30.105 Machine Element Design
This subject provides advanced knowledge for designing key machine elements and mechanisms such as bearing, shafts, gears, and springs. It also provides analytical, heuristic and case-based knowledge to make machines as integrated systems of machine elements. Emphasis is on use of core engineering knowledge, including mechanics and materials, along with design principles to ensure the machine elements remain within operational limits while yet providing the necessary system level machine requirements. Students will work in small groups to analyze and size machine elements.
Pre-Requisite
Course Lead/Main Instructor
Goal
Learn application of engineering and design principles to ensure machine elements remain within operational limits while yet providing the necessary system level machine performance against requirements.
Learning Objectives
Develop an understanding of the principles and approaches to
- Describe and quantify the metrics for key machine elements such as bearing, springs, gears, and shafts.
- Apply core engineering principles in the design of machine elements.
- Understand and implement system level analysis approaches to machine element design.
- Apply basic concepts of experimentation, measurement, and data analysis to machine design.
- Synthesize the above objectives in a real-world machine design context.
Measurable Outcomes
At the end of the course, a student should be able to
- Identify, define, and formulate in quantitative terms, design problems for machine elements.

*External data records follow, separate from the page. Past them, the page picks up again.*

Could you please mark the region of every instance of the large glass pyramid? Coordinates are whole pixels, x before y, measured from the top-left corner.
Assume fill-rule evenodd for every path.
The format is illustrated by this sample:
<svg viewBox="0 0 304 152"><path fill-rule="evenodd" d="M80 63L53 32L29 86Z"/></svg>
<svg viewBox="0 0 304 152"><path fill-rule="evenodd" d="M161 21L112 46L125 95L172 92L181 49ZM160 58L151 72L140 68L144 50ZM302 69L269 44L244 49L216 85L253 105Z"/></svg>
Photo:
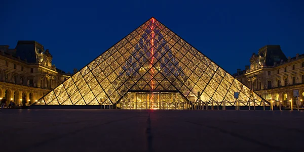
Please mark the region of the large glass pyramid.
<svg viewBox="0 0 304 152"><path fill-rule="evenodd" d="M151 18L34 105L183 109L262 100Z"/></svg>

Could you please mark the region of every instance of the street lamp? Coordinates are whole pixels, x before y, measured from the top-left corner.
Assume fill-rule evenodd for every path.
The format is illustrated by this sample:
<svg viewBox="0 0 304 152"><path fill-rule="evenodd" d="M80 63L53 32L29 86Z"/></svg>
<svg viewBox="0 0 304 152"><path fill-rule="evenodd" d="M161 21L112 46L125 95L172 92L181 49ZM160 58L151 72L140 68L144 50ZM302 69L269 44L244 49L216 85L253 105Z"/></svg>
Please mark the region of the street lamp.
<svg viewBox="0 0 304 152"><path fill-rule="evenodd" d="M289 100L289 102L290 102L290 108L291 108L291 111L292 111L292 110L293 109L292 107L292 106L292 106L292 99L290 99Z"/></svg>

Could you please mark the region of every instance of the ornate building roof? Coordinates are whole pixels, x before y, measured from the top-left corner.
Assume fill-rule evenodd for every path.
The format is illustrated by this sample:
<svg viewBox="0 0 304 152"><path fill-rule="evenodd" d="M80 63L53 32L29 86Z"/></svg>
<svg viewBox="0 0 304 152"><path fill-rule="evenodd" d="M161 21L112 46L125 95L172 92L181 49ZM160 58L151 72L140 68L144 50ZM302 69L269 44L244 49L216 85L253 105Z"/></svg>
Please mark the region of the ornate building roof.
<svg viewBox="0 0 304 152"><path fill-rule="evenodd" d="M35 105L105 102L121 108L162 109L165 102L167 107L183 109L178 103L225 101L235 105L235 92L239 94L241 106L260 105L263 99L151 18ZM137 107L144 102L143 108Z"/></svg>

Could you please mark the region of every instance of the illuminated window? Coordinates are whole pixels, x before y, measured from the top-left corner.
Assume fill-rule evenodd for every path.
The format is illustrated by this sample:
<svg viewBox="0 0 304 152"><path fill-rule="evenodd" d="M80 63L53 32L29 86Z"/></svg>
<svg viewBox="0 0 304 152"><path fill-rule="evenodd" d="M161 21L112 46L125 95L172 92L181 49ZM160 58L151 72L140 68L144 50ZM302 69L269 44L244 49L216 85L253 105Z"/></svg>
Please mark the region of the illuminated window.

- Apply core subject engineering knowledge (such as mechanics, materials, systems and dynamics and mathematics) in machine element design problems.
- Define and apply the metrics for machine elements and the metrics that characterize the overall machine behavior.
- Implement computer design and simulation tools in the design of machine elements.
- Understand how to integrate machine elements into a machine with specified function.
- Define, quantify, and measure the overall factor of safety of a machine.
Pedagogy
The course will include instructor lead discussions and breakout group activities in the laboratory discussions. The reverse engineering project is structured to apply concepts learnt in class to address machine design problems within the EPD Pillar specialisation tracks. This is a 12 unit subject, which means that the overall weekly time commitment is, on average, approximately 12 hours. Workload is composed of cohort based learning sessions (5.0 hr.), and individual self-study or project time (7 hr.) per week.
Text & References
The course will include instructor lead discussions and breakout group activities in the laboratory discussions. The reverse engineering project is structured to apply concepts learnt in class to address machine design problems within the EPD Pillar specialisation tracks. This is a 12 unit subject, which means that the overall weekly time commitment is, on average, approximately 12 hours. Workload is composed of cohort based learning sessions (5.0 hr.), and individual self-study or project time (7 hr.) per week.
Grading
| Component | Total |
| Assignments | 15% |
| Reverse Engineering Project | 30% |
| Midterm Exam | 25% |
| Final Exam | 25% |
| Misc. (class participation, class work etc.) | 5% |
| Total | 100% |
Policies
Attendance
Class attendance is required. Your class participation grade will be reduced for each unexcused absence after the first such absence. A roll sheet will be distributed occasionally during cohort sessions to record attendance. If you have a legitimate excuse for missing class, please contact the course instructors before the date you intend to be absent.
Projects
Grades for the projects will be assigned on a group basis, unless otherwise specified. Peer evaluations of each project will be required. These peer evaluations, in addition to evaluation by the instructors, are used to assess individual participation on the group projects and will influence each individual’s grade. No late projects will be accepted.
All assignments must be turned in on time. Assignments will not be accepted/graded after the due date/time. Do not attempt to hand-in late assignments, unless you have prior approval of the faculty. Verbatim copying of any material that you submit for credit is a serious academic offense and will result in penalties and perhaps failing the course.
Exams(s)
- Midterm – October 20, 2017 (2:30 pm to 4.30 pm)
- Final Exam – December 14, 2017 (9:00 am to 11:00 am)
Course Materials
eDimension will be used for announcements, course handouts, and other information.
Formal Reviews
If you feel that part of an assignment (homework, lab report, or exam) was graded in error, you may request a formal review of the work. You have 7 days after your work is returned to submit for a formal review. After the 7-day period, the grade will not be changed. Only formal requests for review will be considered. To obtain a review, you must submit to me a typed cover sheet that has your full name, student number, date, and description of the assignment that you want reviewed. You must explain in what you feel was incorrect and why you feel like you should have gotten a better score. Staple the questionable assignment to the cover sheet. During a review, the entire assignment will be evaluated, not just the issue with which you were concerned. Thus, a formal review may possibly result in a lower overall score.